Thursday 12 February 2015

Saint Forannan of Clonard, February 12

February 12 sees the feast of an eighth-century abbot at the monastery of Clonard, County Meath - Saint Forannan. O'Hanlon has a brief entry on what is known of him:
St. Forannan, Abbot of Clonard, County of Meath.
[Eighth Century.]
We read on this day, in the Martyrology of Donegal, that Forannan, Abbot of Cluain Eraird, was venerated. He is said, also, to have been Abbot of Kildare, and to have died, on the 12th of February, A.D. 740, according to the Annals of the Four Masters,- or according to those of Ulster, A.D. 744.
In his diocesan history of Meath, Anglican rector John Healy recorded something of the context for the lives of the successors to Saint Finian:
The establishment at Clonard continued to exist down to the time of the Anglo-Norman invasion.
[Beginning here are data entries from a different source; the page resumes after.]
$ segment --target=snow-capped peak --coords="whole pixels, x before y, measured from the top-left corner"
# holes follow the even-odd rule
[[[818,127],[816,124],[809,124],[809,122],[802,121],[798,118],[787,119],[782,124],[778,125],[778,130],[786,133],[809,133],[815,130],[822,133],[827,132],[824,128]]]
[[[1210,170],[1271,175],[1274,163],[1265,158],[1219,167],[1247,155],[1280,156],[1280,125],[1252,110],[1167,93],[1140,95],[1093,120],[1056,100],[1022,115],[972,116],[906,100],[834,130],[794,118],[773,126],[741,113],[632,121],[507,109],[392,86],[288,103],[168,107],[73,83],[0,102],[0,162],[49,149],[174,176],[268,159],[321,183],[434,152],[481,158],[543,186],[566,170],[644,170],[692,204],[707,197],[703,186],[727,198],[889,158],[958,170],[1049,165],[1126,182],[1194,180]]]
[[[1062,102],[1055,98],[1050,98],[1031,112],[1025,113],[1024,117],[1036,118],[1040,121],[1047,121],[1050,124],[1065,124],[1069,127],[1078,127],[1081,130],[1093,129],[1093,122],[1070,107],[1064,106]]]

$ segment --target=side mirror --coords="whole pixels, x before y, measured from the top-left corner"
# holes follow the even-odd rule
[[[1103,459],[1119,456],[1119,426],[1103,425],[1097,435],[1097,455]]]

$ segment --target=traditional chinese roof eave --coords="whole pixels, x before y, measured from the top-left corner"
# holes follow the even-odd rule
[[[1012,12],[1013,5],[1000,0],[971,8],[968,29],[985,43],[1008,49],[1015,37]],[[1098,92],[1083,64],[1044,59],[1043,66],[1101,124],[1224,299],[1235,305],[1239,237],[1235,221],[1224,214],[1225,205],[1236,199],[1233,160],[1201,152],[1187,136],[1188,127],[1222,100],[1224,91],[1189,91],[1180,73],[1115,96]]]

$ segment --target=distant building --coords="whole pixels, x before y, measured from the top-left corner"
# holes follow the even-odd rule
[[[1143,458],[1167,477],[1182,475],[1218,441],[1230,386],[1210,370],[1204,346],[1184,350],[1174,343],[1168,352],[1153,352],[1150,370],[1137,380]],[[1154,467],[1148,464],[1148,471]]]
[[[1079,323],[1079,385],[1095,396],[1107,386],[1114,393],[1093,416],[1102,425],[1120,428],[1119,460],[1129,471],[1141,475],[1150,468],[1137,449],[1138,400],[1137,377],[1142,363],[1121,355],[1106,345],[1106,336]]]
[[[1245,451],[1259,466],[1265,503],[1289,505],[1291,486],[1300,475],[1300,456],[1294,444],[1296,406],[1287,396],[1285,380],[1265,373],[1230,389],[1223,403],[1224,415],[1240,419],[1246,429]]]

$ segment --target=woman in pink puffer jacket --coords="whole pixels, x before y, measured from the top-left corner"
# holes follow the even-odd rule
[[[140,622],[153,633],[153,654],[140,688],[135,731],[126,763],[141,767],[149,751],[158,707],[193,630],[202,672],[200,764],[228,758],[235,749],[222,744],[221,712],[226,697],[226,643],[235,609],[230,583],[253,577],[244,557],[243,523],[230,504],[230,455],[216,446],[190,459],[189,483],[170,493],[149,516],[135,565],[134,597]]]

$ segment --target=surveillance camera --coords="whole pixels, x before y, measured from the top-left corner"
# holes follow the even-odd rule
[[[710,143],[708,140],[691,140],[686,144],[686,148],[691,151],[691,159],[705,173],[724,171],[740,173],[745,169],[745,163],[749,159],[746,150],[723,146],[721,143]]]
It produced a long succession of men who were eminent in their day, but whose names now sound unfamiliar — such is the evanescent character of all human greatness. The annalists for the most part record for us simply their parentage and their decease. Sometimes, however, they give us small details that make us wish that they had not been so concise in all their statements, but had given us some particulars of the lives of these remarkable men . Thus they tell us of Bishop Tola, who was "a worthy soldier of Christ," and of Faelgus, who was "a wise man of Clonard." They tell of Suairleach, "bishop, anchorite, and abbot of Clonard, doctor in divinity and in spiritual wisdom, in piety and good deeds, so that his name spread over all Ireland: "and yet again of Ruman the amiable, a bishop who was " a shrine of wisdom, illustrious, acute, a man of virgin purity," and " loved by the hosts of the assembled people." Then we have Colman, the "wise doctor," and Maelmochta, " the head of the piety and wisdom of Ireland ; "Tuathal, the bishop, who "died after a good life," and Oengus, lord of Laeghaire, who, after a life of turmoil, retired to spend at Clonard his declining days, but was followed thither by his foes, and slain by the lord of Delvin. Such entries suggest many thoughts, but it is left to the imagination to fill in the picture. They tell, however, that the place was the abode of learning and piety, where good and learned men served their generation by the will of God.